Ross Douthat, New York Times, March 7, 2018
Image from article, with caption: Jimmy Kimmel joking in his opening monologue about the Oscar statue
Excerpt:
There are conservatives, including the president of the United States, who take a special kind of glee in the declining ratings for the Academy Awards, which hit an all-time low this weekend under the stewardship of Jimmy Kimmel and in the shadow of hideous revelations about the film industry’s tolerance for rape.
You’ll get no glee from me. The decline of the Oscars is overdetermined: It’s nobody’s fault and everybody’s, shaped by the same trends driving down Big Event ratings all over and the same diversification of tastes and values and ideas, plus all the technological and economic shifts undercutting the old studio business models, all the inevitably shortsighted choices made by philistines in SoCal corporate suites, and all of our collective decisions to watch or not to watch what Hollywood churns out.
But it is still a decline to be regretted, a loss not only of entertainment and spectacle but also of the cultural common ground [JB emphasis] that our last mass-market art form once supplied. ...
[O]f course a certain kind of pulp entertainment will always tend to skew right-wing. But the more the only plausible Oscar nominees in terms of cinematic quality are passion projects and message movies — the kind of movies, to quote Kimmel, that are made “to annoy Mike Pence” — the more the film industry’s inevitable liberalism seems less one reliable theme of Oscar season than the symphony entire.
For some people in the movie business and the press that covers it, this may seem like a happy evolution, a shift toward more of a vanguard role in pursuing social change, with fewer political compromises and greater moral clarity in what messages the academy offers to the world.

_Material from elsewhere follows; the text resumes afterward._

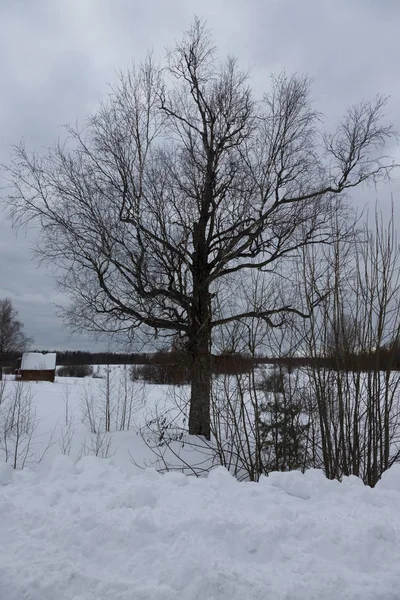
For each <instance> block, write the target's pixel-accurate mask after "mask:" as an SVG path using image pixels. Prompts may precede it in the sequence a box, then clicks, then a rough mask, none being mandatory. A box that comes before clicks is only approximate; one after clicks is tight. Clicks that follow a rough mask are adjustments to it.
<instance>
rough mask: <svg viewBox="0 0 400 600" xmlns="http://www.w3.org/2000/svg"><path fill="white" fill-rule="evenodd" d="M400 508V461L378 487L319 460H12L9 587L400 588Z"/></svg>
mask: <svg viewBox="0 0 400 600" xmlns="http://www.w3.org/2000/svg"><path fill="white" fill-rule="evenodd" d="M1 483H2V484H3V485H1ZM399 507H400V467H394V468H392V469H391V470H390V471H388V472H387V473H386V474H385V476H384V478H383V480H382V481H381V482H380V483H379V484H378V486H377V488H375V489H373V490H372V489H370V488H367V487H364V486H363V484H362V483H361V482H360V481H359V480H357V479H356V478H354V477H352V478H348V479H347V480H345V481H344V482H343V483H338V482H334V481H328V480H326V479H325V478H324V476H323V475H322V473H321V472H319V471H308V472H307V473H306V474H305V475H301V474H300V473H297V472H292V473H280V474H272V476H270V477H269V478H263V479H262V480H261V482H260V483H258V484H252V483H237V482H236V480H234V479H233V478H232V477H231V476H230V475H229V474H228V473H227V471H225V470H224V469H222V468H217V469H215V470H214V471H212V472H211V474H210V475H209V477H208V478H207V479H202V480H199V479H195V478H189V477H185V476H183V475H181V474H178V473H171V474H166V475H164V476H162V475H159V474H157V473H156V472H155V471H154V470H146V471H139V470H138V471H137V473H136V474H134V475H132V474H131V475H129V474H128V473H126V472H124V471H122V470H121V469H119V468H118V467H117V466H115V465H113V463H112V460H111V461H107V460H102V459H98V458H94V457H86V458H84V459H82V460H81V461H80V462H79V463H78V464H77V465H75V464H74V463H73V461H72V460H70V459H69V458H67V457H65V456H60V457H57V458H56V459H55V460H54V461H53V463H52V466H51V468H50V469H48V468H44V467H43V468H42V472H36V473H34V472H32V471H29V470H24V471H22V472H21V471H20V472H18V471H17V472H14V473H13V472H12V471H11V469H10V468H9V467H8V465H3V466H1V467H0V599H1V600H176V599H179V600H195V599H196V600H197V599H198V600H255V599H257V600H344V599H346V600H399V598H400V569H399V565H400V545H399V540H400V510H399Z"/></svg>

But even if, as is fervently hoped, we are entering an age of stronger minority and female representation in cinema, without the mass audience that high-middle-brow cinema once enjoyed that representation’s influence on the American imagination will be limited. ... No matter how much more enlightened the movie industry becomes, what was 20th-century America’s most influential and unifying mass art form is increasingly a business of niche markets and lowest-narrative-denominator blockbusters… and it is not only conservatives who might reasonably regret that shift.
Like many cultural rituals the Oscars are peculiar and arbitrary and frequently absurd, but like many they have supplied a thread of unity and memory and shared experience for the millions who watch them every year. For the show to become a boutique affair for American liberals that’s sponsored by a globalized superhero content provider is not, I think, a happy change — and for all that it seems overdetermined and inevitable, it’s a transformation that filmmakers and moviegoers and academy members, in all their various ways, should still make an effort to resist.